Joint Special Operations Task Force – Philippines Public Affairs
COTABATO, Republic of the Philippines -- If it takes a village to raise a child, then raising an entire village of children calls for reinforcements. At least that’s the philosophy being adopted by the U.S. Joint Special Operations Task Force – Philippines and the Armed Forces of the Philippines in central Mindanao.
Partnering with the United States Agency for International Development and a small California-based NGO called Books for the Barrios, JSOTF-P and the AFP are on an educational mission to deliver donated books and teaching supplies to needy schools in central Mindanao.
Books for Barrios has sent dozens of boxes of books and other reading materials while USAID has provided JSOTF-P with “science kits” to distribute to students ranging from elementary to high school. Together JSOTF-P and the AFP have delivered books and supplies to seven different schools over the last week impacting more than 1,000 students in conflict-affected areas.
“The AFP has been working to identify needy schools,” said Lt. Rogelio Dumbrigue, the civil-military operations chief for the Philippine Army’s 40th Infantry Battalion. “Different schools could be needy for different reasons.”
Recipient schools range from remote elementary schools with limited access to educational supplies to municipal high schools which have lost books due to natural disasters.
“Our school was flooded last year,” said Bai Isradean Sinsuat-Datukan, the principal of Notre Dame Village High School in Cotabato. “We lost about 2,000 books.”

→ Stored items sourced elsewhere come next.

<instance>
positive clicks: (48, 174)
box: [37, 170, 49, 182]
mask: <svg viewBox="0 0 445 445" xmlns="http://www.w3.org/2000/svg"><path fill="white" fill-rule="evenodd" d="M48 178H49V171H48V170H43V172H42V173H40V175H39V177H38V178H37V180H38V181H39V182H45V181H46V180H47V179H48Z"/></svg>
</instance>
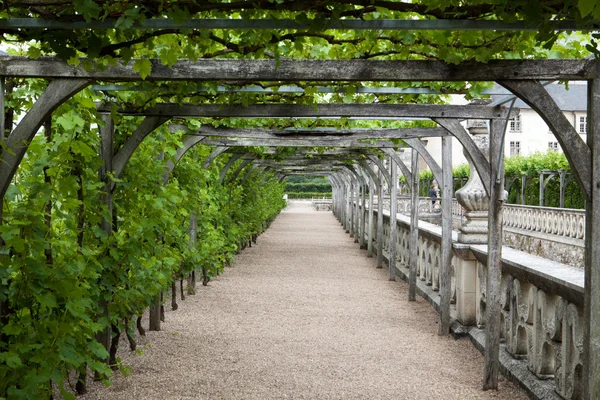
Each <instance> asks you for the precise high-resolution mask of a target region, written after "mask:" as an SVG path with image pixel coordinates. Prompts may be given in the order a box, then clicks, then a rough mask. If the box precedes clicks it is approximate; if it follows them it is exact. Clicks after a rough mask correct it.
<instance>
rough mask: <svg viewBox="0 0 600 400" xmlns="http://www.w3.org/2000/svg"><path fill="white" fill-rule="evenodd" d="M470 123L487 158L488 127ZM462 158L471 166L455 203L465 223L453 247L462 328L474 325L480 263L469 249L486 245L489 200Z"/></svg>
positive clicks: (456, 306)
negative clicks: (463, 216)
mask: <svg viewBox="0 0 600 400" xmlns="http://www.w3.org/2000/svg"><path fill="white" fill-rule="evenodd" d="M469 122H470V124H469V125H473V126H472V127H470V128H468V130H469V133H471V134H472V135H473V139H474V140H475V143H477V146H478V147H479V148H480V149H481V150H482V151H483V153H484V154H485V155H486V157H487V155H488V138H487V125H486V124H485V123H484V124H480V123H479V121H469ZM473 122H475V123H474V124H473ZM463 154H464V155H465V157H466V158H467V161H468V162H469V166H470V168H471V169H470V171H471V172H470V176H469V180H468V181H467V183H466V184H465V185H464V186H463V187H462V188H461V189H459V190H458V191H457V192H456V200H457V201H458V203H459V204H460V205H461V206H462V207H463V208H464V209H465V222H464V223H463V224H462V226H461V227H460V228H459V234H458V241H459V243H458V244H456V245H455V246H454V254H455V255H456V257H457V263H456V265H455V267H456V271H455V274H456V275H455V279H456V311H457V316H458V321H459V322H460V323H461V324H463V325H474V324H475V322H476V305H477V300H476V296H477V294H476V293H477V290H476V282H477V260H476V259H475V257H474V256H473V254H471V252H470V251H469V250H468V245H469V244H482V243H487V240H488V237H487V234H488V229H487V228H488V208H489V197H488V195H487V194H486V192H485V188H484V186H483V183H482V182H481V179H480V178H479V174H477V170H476V169H475V166H474V165H473V161H472V160H471V157H470V156H469V154H467V152H466V151H464V150H463Z"/></svg>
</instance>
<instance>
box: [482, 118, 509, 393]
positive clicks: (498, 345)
mask: <svg viewBox="0 0 600 400" xmlns="http://www.w3.org/2000/svg"><path fill="white" fill-rule="evenodd" d="M503 128H504V125H503V123H502V122H501V121H497V120H492V121H490V139H489V144H490V150H489V151H490V152H489V160H490V192H491V193H490V201H489V210H490V211H489V216H488V260H487V279H486V317H485V321H486V324H485V349H484V353H483V354H484V357H485V369H484V378H483V379H484V380H483V389H484V390H488V389H498V371H499V369H500V331H501V329H502V326H501V318H500V317H501V312H502V307H501V304H500V282H501V276H502V206H503V204H504V200H505V194H504V157H503V154H502V151H501V150H502V130H503Z"/></svg>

Notre Dame Village received six boxes of books from Books for the Barrios, including a number of science text books, National Geographic magazines, and English-language novels.
“These books are all donated from children back in the U.S.,” said U.S. Army Sgt. Willie Battle, one of the JSOTF-P team members who have been delivering the books. “The things they’ll learn from these books are the exact same things the kids back in America are learning.”

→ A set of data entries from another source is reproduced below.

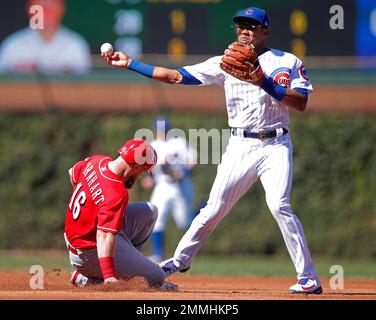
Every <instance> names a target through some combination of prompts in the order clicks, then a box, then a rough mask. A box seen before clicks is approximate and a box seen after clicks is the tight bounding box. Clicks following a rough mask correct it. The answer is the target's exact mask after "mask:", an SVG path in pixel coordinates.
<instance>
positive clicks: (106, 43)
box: [101, 42, 114, 56]
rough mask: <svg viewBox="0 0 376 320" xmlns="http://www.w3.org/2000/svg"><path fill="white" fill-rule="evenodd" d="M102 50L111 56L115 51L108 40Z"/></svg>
mask: <svg viewBox="0 0 376 320" xmlns="http://www.w3.org/2000/svg"><path fill="white" fill-rule="evenodd" d="M101 52H102V53H103V54H107V55H109V56H110V55H112V53H113V52H114V48H113V47H112V44H111V43H108V42H106V43H103V44H102V46H101Z"/></svg>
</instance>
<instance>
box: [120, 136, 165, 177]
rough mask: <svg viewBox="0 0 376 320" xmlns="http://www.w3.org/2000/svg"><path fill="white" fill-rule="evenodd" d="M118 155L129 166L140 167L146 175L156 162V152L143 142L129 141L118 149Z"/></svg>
mask: <svg viewBox="0 0 376 320" xmlns="http://www.w3.org/2000/svg"><path fill="white" fill-rule="evenodd" d="M118 154H119V155H120V156H121V157H122V158H123V159H124V161H125V162H127V163H129V164H132V163H137V164H139V165H142V166H143V167H144V169H145V171H147V172H148V173H150V172H151V170H152V169H153V167H154V166H155V164H156V163H157V160H158V157H157V152H156V151H155V150H154V148H153V147H152V146H151V145H150V144H149V142H147V141H145V140H136V139H133V140H129V141H128V142H127V143H126V144H125V145H124V146H122V147H121V148H120V149H119V151H118Z"/></svg>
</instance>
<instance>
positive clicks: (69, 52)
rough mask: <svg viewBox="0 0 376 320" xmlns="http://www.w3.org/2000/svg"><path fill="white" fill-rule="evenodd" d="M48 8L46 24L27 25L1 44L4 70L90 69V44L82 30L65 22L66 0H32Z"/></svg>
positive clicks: (45, 11) (44, 7) (78, 69)
mask: <svg viewBox="0 0 376 320" xmlns="http://www.w3.org/2000/svg"><path fill="white" fill-rule="evenodd" d="M33 5H40V6H42V7H43V9H44V28H43V29H36V30H33V29H31V28H30V27H27V28H24V29H22V30H19V31H17V32H15V33H14V34H11V35H9V36H8V37H7V38H6V39H5V40H4V41H3V43H2V44H1V46H0V72H35V71H39V72H42V73H74V74H82V73H86V72H88V71H89V70H90V68H91V56H90V48H89V45H88V43H87V42H86V40H85V39H84V38H83V37H82V36H81V35H79V34H78V33H76V32H74V31H72V30H70V29H68V28H66V27H64V26H62V25H61V20H62V19H63V16H64V12H65V0H28V1H27V2H26V11H27V12H29V8H30V7H31V6H33Z"/></svg>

Lamapog Elementary School in Midsayap was on the receiving end of one of USAID’s science kits which consist of several containers with grade-appropriate workbooks, teaching guides, and lab equipment. According to Capt. Janette Kautzman, team leader for Civil Affairs Team 735, the science kits were a welcome addition at Lamapog, particularly for the children in grades 1-3 who wouldn’t normally be exposed to science until grade 4.

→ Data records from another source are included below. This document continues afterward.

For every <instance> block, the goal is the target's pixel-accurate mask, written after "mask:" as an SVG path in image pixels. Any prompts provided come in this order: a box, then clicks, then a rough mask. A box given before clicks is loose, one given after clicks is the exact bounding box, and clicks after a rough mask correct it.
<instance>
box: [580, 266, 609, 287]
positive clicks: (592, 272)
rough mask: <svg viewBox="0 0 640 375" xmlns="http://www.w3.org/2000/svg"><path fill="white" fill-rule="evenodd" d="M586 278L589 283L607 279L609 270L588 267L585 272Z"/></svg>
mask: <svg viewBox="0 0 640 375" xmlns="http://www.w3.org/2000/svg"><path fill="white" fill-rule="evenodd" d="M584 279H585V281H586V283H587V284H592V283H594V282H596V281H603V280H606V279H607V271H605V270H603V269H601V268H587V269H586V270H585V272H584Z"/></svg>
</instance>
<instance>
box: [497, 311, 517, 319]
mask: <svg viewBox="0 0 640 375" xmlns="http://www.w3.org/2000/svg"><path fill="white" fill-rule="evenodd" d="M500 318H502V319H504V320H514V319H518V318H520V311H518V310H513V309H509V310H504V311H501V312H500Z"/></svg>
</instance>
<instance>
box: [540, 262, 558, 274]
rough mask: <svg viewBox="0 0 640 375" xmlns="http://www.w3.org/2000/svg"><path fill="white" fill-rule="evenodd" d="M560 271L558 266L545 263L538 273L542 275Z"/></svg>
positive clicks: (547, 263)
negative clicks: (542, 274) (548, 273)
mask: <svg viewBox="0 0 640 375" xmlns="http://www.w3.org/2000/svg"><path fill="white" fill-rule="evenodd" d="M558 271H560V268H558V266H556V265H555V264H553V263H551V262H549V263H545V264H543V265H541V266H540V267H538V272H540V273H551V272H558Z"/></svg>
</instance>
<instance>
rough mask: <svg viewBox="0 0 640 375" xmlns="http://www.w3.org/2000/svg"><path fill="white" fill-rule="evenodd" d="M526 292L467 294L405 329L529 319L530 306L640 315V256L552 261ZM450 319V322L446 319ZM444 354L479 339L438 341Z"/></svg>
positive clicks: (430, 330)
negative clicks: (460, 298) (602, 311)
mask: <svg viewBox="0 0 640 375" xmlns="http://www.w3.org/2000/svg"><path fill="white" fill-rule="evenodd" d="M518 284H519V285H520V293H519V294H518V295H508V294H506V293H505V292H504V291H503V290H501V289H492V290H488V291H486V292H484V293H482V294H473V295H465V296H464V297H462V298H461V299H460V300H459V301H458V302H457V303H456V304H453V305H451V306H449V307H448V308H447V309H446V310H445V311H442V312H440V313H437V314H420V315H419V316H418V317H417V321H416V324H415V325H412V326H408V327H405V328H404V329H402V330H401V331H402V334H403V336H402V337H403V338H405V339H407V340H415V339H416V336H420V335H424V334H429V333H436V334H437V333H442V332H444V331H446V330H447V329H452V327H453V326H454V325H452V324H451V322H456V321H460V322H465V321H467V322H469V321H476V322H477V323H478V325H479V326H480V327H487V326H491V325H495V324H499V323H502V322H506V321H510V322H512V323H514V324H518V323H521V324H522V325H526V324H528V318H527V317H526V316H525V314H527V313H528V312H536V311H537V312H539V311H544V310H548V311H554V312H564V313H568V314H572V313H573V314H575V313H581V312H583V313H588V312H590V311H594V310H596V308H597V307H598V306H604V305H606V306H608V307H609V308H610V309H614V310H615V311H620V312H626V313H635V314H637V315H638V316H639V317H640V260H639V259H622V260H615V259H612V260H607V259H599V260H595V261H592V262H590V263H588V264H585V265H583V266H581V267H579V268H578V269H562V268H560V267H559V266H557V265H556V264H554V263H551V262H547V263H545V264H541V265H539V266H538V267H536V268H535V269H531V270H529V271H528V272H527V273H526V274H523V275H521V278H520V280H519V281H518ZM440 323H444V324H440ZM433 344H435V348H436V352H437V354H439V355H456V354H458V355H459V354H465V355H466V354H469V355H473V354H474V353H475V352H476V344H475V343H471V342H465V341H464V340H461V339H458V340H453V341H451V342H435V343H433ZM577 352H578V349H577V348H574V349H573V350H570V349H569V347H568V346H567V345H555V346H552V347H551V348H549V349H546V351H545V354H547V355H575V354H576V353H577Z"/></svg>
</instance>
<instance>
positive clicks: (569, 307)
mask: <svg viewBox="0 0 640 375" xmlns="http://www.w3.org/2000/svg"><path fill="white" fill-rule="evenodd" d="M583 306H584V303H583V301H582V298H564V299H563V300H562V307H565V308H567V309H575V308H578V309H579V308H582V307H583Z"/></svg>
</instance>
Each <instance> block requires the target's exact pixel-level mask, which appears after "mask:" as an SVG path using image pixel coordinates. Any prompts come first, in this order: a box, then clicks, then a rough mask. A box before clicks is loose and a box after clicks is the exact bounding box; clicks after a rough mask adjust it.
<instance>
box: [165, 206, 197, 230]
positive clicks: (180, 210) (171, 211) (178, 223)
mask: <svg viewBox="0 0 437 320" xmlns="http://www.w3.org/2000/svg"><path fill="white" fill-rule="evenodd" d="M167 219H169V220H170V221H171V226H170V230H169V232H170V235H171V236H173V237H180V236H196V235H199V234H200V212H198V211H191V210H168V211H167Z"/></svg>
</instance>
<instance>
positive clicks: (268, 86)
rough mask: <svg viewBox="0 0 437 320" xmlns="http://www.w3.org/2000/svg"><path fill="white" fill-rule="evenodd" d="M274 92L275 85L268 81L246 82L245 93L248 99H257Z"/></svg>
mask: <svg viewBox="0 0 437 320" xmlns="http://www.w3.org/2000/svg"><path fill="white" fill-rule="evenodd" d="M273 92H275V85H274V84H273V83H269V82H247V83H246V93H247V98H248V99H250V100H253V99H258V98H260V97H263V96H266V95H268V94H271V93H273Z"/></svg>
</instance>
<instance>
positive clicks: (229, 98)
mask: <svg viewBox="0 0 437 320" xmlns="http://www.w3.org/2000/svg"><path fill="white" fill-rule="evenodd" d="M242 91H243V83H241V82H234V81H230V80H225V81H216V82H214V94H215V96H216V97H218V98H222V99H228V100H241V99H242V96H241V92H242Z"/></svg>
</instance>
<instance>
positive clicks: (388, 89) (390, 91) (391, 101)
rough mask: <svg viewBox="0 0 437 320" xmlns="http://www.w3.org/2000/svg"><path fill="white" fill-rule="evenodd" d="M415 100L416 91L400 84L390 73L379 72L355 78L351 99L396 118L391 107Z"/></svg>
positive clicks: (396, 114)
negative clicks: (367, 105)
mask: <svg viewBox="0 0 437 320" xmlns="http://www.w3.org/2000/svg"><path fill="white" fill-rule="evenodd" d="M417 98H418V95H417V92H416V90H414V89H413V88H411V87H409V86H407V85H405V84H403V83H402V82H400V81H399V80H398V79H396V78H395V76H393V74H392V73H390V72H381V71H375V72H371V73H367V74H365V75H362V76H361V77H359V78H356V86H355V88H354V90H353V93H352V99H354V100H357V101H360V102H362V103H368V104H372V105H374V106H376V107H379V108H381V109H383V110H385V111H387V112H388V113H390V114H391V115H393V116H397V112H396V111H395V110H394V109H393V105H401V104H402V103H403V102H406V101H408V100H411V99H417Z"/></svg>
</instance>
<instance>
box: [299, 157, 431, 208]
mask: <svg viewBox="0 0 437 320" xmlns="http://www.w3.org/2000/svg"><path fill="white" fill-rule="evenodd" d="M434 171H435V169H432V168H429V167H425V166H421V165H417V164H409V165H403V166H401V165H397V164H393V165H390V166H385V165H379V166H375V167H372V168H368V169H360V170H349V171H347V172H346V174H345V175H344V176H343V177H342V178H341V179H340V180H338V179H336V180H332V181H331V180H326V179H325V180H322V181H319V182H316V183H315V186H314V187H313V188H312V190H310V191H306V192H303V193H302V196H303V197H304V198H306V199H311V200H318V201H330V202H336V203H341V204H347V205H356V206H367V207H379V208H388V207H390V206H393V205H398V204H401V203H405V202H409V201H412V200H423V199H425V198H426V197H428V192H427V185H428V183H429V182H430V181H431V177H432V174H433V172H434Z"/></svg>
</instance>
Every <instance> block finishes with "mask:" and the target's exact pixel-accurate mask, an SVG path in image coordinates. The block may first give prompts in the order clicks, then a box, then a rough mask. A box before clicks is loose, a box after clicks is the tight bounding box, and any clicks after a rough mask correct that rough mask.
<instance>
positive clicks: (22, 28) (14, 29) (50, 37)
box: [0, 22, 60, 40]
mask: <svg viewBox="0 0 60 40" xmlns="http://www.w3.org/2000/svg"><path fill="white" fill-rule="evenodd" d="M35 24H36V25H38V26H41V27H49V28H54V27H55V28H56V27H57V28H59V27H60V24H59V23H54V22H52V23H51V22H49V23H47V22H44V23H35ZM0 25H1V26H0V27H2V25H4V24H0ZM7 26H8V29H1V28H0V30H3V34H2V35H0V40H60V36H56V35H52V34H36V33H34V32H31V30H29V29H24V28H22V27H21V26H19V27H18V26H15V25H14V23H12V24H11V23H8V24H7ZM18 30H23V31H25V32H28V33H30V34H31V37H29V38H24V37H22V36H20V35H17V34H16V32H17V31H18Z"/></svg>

As a result of fighting between government security forces and lawless elements of the Moro Islamic Liberation Front, the students and teachers of Lamapog Elementary had to evacuate their primary school building and relocate to a temporary structure, essentially an open air shelter that doesn’t even have walls. In spite of the difficult conditions, the students and teachers of Lamapog were grateful for the educational supplies.
“When we delivered the science kits, that afternoon there were so many messages of thanks from the school,” Dumbringue said.
According to Capt. Kautzman, the response from the schools has been very positive. She also noted that National Geographic magazines containing maps were one of the most popular items with the students.